Radiation therapy as a pound of prevention? A ray of hope for pancreatic cancer patients

Dr. Sana Karam, PhD

Wings of Hope for Pancreatic Cancer Research funds work at Anschutz Medical Campus

By Peter Jones

Using radiation to kill malignant cells in the body is nothing new, but thanks in part to funding from Wings of Hope for Pancreatic Cancer Research, oncologists are continuing to explore newer applications for one of their more standard medical therapies.

Highly targeted radiation is increasingly seen as more of a strategic medicine than simply an all-out assault on cancer cells, according to Dr. Sana Karam, a radiation oncologist at the University of Colorado’s Anschutz Medical Campus in Aurora.

“I think we have to migrate away from just a cancer-cell kill [scenario],” she said. “You have to think of pancreatic cancer as a big tumor with an environment around it. I’m using the radiation to trigger an immune response.”

Pancreatic cancer has historically been one of the most aggressive and difficult-to-treat malignancies. Even when patients have been subject to aggressive radiation therapies, the stubborn cancer cells have often regrown within months. To hear Karam tell it, the pancreas is an organ practically made for these kinds of medical challenges.

“It has a lot of scar tissue to begin with,” she explained. “It has a lot of immunosuppressive cells that the good immune cells cannot penetrate. The bad immune cells are living there and loving it. To get a drug in there is like trying to drill a hose into a stone.”

To meet the challenge, Karam has turned her attention to a brand of radiation therapy that has slowly become common in treating lung and skin cancers, and she is guardedly hopeful that the remedy will be just as effective inside the obstinate pancreas. Karam describes the therapy as less a frontal assault on cancer than a preventative vaccine against the recurring cancer cells.

“We’re able to track movement, so we can deliver a high dose to a very small region with neighboring structures that are very sensitive to radiation, like the heart” the researcher said. “The traditional ways of treating pancreatic cancer with radiation have failed.”

In Karam’s animal studies, many of the mice injected with pancreatic cancer cells lived more than five times longer than those receiving no therapy. In the later human safety trials, the targeted radiation was well tolerated in 18 patients, regardless of doses.

“We saw a very nice invigoration of the immune response, which is a great thing,” Karam said, stressing that the trial was only designed to test safety. “What we know is that it is safe, but it was not powered enough for efficacy. But speaking anecdotally, it did very well.”

How and why the therapy works as a vaccine remains an open question. Karam suspects the radiation may be sounding a sort of emergency alarm on the cancer cells, garnering the attention of the cancer-fighting T cells that are supposed to fend off the disease, but struggle in the pancreas.

“It’s a new area, so I don’t think anyone knows the answer with 100% certainty,” Karam said. “But the idea is that when you kill cancer cells or anything in the vicinity, you unmask the cancer cells to the T cells, which before were not seeing the cancer cells.”

Those mechanics are why the radiation therapy should come before any immunotherapy treatments on a patient’s pancreas, according to Karam.

“It makes no sense to give immunotherapy before the radiation. There’s no signal for that immunotherapy to work,” she said. “You want to give it afterwards when the signal is heightened.”

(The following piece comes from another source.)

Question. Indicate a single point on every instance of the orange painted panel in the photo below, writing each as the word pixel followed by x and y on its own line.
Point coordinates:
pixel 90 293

Although much research must be conducted before any final conclusions can be made, Karam is cautiously optimistic about the therapy’s long-term benefits for pancreatic cancer and beyond.

“It’s really exciting,” she said. “With the right therapies, radiation has the potential to activate the immune system everywhere throughout the body.”

Seed money for Karam’s research came from Wings of Hope for Pancreatic Cancer Research, an organization founded by former Castle Pines Mayor Maureen Shul in 2012 after losing two of her family members to the disease. The funding came from one of three $50,000 grants awarded in 2019 by Wings of Hope to fund pancreatic cancer research at the CU Cancer Center.